吉田ゴンザブロー(老人アルバイター評論家)
昭和24年生まれの団塊の世代。シニア世代を代表し、老人アルバイターの特徴を分析。老人の「アルバイト列伝」を日々発信。某私立大学経済学部卒。中小食品メーカーに入社。部長職に上り詰めたが、定年退職手前で会社が事実上倒産。現在はとある事情から、スポーツクラブの会員専用駐車場と大手コンビニ弁当工場のダブルワーカー。「老害」とは言わせんぜ!
高倉健に憧れ、入れ墨を入れた老人アルバイター
老人アルバイター評論家・吉田ゴンザブローです。
俺は大手コンビニの弁当工場でバイトしている。
その工場の老人アルバイター仲間で、格闘家のような鋭い目をした男がいる。
男の名は、千葉茂雄(71歳)。
ヤツも昭和24年生まれ団塊の世代だ。
千葉は俺と同じ班なので、休憩時間は同じ。喫煙所でいつもいっしょになる。とっつきにくいが、実は気さくな男だった。

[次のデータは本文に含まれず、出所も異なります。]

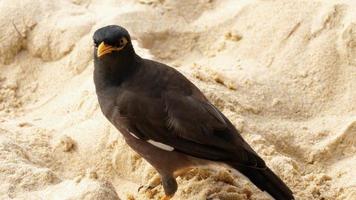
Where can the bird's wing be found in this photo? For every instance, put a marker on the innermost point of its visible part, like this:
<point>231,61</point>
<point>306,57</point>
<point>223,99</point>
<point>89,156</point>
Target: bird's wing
<point>190,125</point>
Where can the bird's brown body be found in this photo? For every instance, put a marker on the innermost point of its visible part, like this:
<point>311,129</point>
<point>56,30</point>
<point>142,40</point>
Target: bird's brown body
<point>167,119</point>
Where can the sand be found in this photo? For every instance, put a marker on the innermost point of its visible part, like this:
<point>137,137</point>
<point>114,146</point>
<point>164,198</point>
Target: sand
<point>283,71</point>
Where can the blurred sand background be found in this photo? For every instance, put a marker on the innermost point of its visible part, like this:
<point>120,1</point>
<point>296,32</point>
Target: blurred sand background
<point>283,71</point>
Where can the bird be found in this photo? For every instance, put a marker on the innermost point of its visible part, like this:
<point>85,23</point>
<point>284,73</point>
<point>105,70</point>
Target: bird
<point>167,120</point>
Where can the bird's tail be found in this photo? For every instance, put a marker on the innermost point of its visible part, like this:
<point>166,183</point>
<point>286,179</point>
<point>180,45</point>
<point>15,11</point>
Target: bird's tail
<point>267,181</point>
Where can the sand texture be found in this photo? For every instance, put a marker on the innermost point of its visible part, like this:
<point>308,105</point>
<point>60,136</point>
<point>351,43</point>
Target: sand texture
<point>283,71</point>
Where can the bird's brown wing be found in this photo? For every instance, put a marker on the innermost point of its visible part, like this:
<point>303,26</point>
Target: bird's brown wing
<point>190,125</point>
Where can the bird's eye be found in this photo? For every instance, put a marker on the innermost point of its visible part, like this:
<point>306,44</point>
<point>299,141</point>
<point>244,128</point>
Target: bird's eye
<point>122,41</point>
<point>96,44</point>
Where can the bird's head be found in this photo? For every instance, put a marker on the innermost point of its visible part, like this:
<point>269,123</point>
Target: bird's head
<point>112,41</point>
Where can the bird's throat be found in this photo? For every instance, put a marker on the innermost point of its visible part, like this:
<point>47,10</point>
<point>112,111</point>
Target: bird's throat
<point>113,71</point>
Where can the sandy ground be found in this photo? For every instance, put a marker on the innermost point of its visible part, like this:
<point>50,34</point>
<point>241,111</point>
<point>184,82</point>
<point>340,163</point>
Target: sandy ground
<point>283,71</point>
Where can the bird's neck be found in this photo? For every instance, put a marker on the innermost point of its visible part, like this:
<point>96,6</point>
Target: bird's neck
<point>113,72</point>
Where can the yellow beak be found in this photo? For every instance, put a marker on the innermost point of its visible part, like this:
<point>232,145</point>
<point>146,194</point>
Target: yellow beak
<point>104,49</point>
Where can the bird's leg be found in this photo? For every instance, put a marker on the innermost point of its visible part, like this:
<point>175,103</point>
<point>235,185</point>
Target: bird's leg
<point>181,171</point>
<point>170,186</point>
<point>152,183</point>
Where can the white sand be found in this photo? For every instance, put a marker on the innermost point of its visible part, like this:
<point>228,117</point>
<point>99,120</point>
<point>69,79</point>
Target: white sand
<point>283,71</point>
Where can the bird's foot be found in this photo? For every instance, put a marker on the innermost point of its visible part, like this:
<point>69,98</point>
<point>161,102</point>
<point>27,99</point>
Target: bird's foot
<point>152,183</point>
<point>144,188</point>
<point>166,197</point>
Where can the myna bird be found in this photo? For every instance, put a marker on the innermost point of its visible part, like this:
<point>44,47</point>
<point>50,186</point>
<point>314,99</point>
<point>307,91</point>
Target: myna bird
<point>166,119</point>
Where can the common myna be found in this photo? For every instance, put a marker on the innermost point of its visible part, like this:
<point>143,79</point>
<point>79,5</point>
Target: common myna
<point>166,119</point>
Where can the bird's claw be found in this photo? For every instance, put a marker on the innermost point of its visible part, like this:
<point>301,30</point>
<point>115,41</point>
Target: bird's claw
<point>145,188</point>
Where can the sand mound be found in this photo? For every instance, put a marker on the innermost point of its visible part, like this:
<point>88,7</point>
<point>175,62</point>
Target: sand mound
<point>284,72</point>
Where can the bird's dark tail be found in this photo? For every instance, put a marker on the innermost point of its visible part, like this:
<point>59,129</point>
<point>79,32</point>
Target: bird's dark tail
<point>267,181</point>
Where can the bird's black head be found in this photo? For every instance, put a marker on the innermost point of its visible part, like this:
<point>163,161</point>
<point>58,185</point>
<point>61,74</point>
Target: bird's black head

更衣室で一度、千葉が大汗をかいて下着を取り換えているのを見たことがある。
なんと、千葉は全身入れ墨を入れていたんだ。極道が入れるような本物の入れ墨だった。若いヤツが遊びでよくやる「タトゥー」とはわけが違う。
帰り道がいっしょだったので、聞いてみたことがある。
おい、千葉。お前はヤクザだったのか?
「いや、それは違う。俺は40年くらい前、空知地方のある街で、炭鉱夫をやっていたんだ。炭鉱夫は入れ墨を入れてこそ一人前と言われていた時期があるんだよ。先輩達に言われてつい彫ってしまった。でも、高倉健に憧れていたから、マンザラでもなかったね」
入れ墨を入れて後悔してるよ・・・
千葉が働いていた炭鉱は、80年代に廃坑になり、失業。
貯金をはたいて、旭川で飲食店を経営していたが、10年ほど前につぶれてしまった。
「墨を入れたのは後悔してるよ。若い頃は調子こいてたから、ずっとかっこいいと思っていた。だけど、銭湯とスポーツクラブに行けないから、すごく不自由だ。」
最近、入れ墨を入れていてもはいれる公衆浴場ができたらしい。今度、俺といっしょに行く予定である。
千葉の仕事ぶりはとてもまじめで、社員からも信望は厚い。
炭鉱マンの誇りは今も、その墨の中に宿っているのかもしれない。
※当サイトはある人物の依頼により立ち上げました。当サイトに登場する人物や職場などはすべて架空のものですが、実在する人物に取材をし、その方の話をモデルにし、本人と特定できないように大幅に修正しております。